Dashvara dégaina les sabres qu’il portait sur son dos ; Arvara saisit à deux mains sa hache avec laquelle il avait acquis une véritable habileté ; Lumon était en train de tendre son arc, cherchant une cible facile.
— Combien ? —demanda Makarva.
Dashvara tenta de les évaluer dans l’obscurité. Ce n’était pas facile. Normalement, les milfides portaient des bâtons et même des lances. Cette fois ne serait pas une exception.
— Neuf —estima alors Lumon.
Il lança la flèche. Un cri étouffé résonna entre les sifflements furieux des créatures et on vit un bref éclat de lumière. Dashvara avait toujours été émerveillé par l’adresse de Lumon : on aurait presque dit qu’il n’avait pas besoin de voir pour atteindre sa cible. Zamoy poussa un petit rire vengeur.
— Huit —rectifia Lumon.
— On peut en venir à bout —affirma Arvara.
Elles étaient presque sur eux et elles ne semblaient pas vouloir ralentir. Lumon décocha une autre flèche, mais il rata visiblement son tir parce qu’on n’entendit aucun cri de douleur.
— Terminons-en vite —lança-t-il, en sortant ses sabres— : après, nous poursuivrons le borwerg.
Ils approuvèrent. Et les milfides leur tombèrent dessus.
Dashvara en finit avec la première en un tournemain, il esquiva la lance d’une autre, désarma celle-ci, évita ses crocs, mais pas ses griffes, qui auraient déchiré tout son avant-bras jusqu’à l’os s’il n’avait pas eu une cotte de mailles sous l’uniforme. Il s’emporta. Maudite milfide, tu vas voir ce que vaut l’acier d’un Condamné… ! Il n’eut besoin que de quelques secondes pour lui planter un sabre entre les côtes. La peau bleue de la milfide étincela légèrement avant de s’éteindre. Elles étincelaient toujours avant de mourir. Une question d’énergies darsiques, d’après Tsu.
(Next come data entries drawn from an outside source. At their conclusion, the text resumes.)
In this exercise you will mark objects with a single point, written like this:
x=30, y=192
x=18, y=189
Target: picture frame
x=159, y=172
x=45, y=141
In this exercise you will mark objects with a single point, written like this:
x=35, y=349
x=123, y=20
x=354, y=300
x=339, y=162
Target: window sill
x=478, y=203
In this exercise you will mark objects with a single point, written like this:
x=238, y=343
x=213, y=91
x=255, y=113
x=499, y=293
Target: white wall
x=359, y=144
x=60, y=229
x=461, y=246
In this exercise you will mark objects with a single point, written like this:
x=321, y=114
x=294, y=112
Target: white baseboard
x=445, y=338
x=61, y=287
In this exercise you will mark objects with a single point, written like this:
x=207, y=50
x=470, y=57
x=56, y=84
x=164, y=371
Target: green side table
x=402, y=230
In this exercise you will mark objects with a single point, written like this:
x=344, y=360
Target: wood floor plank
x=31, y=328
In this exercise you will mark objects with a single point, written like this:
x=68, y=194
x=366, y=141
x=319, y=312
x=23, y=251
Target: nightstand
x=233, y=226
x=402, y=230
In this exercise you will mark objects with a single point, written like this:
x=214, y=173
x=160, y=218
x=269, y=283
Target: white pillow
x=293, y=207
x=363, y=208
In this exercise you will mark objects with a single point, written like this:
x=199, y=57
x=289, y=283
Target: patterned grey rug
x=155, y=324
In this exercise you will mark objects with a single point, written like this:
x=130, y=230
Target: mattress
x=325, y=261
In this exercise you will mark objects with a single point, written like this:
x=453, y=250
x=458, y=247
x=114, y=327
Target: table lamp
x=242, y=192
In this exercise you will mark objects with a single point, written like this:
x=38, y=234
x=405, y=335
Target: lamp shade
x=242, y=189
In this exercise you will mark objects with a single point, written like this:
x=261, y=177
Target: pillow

En quelques minutes, le silence revint, uniquement interrompu par des respirations précipitées.
— Bon, ça y est —pantela Miflin, nettoyant sa lame sur sa manche.
— Que l’Oiseau Éternel me garde ! —grogna Makarva—. Que fais-tu à nettoyer ça sur ta chemise, Miflin ?
Le Poète haussa les épaules.
— De toute manière, elle est bonne à jeter. Elle a tellement de trous qu’elle n’a presque plus d’étoffe.
— Tu parles de ta tête, mon frère ? —demanda Zamoy sur un ton mordant.
Les deux triplés se donnèrent des bourrades moqueuses. Dashvara secoua la tête et jeta un coup d’œil vers les prairies. Le borwerg n’avait pas été englouti par les milfides mais par les ombres. Lumon voulait-il vraiment le poursuivre ? Comme devinant ses pensées, Lumon soupira.
— Réparons ces dégâts —dit-il, en relevant un pieu de la palissade. Au moins les troncs ne s’étaient pas brisés : ils avaient juste été déracinés. Oui, Dashvara n’en avait jamais douté : cette palissade était vraiment un maudit leurre.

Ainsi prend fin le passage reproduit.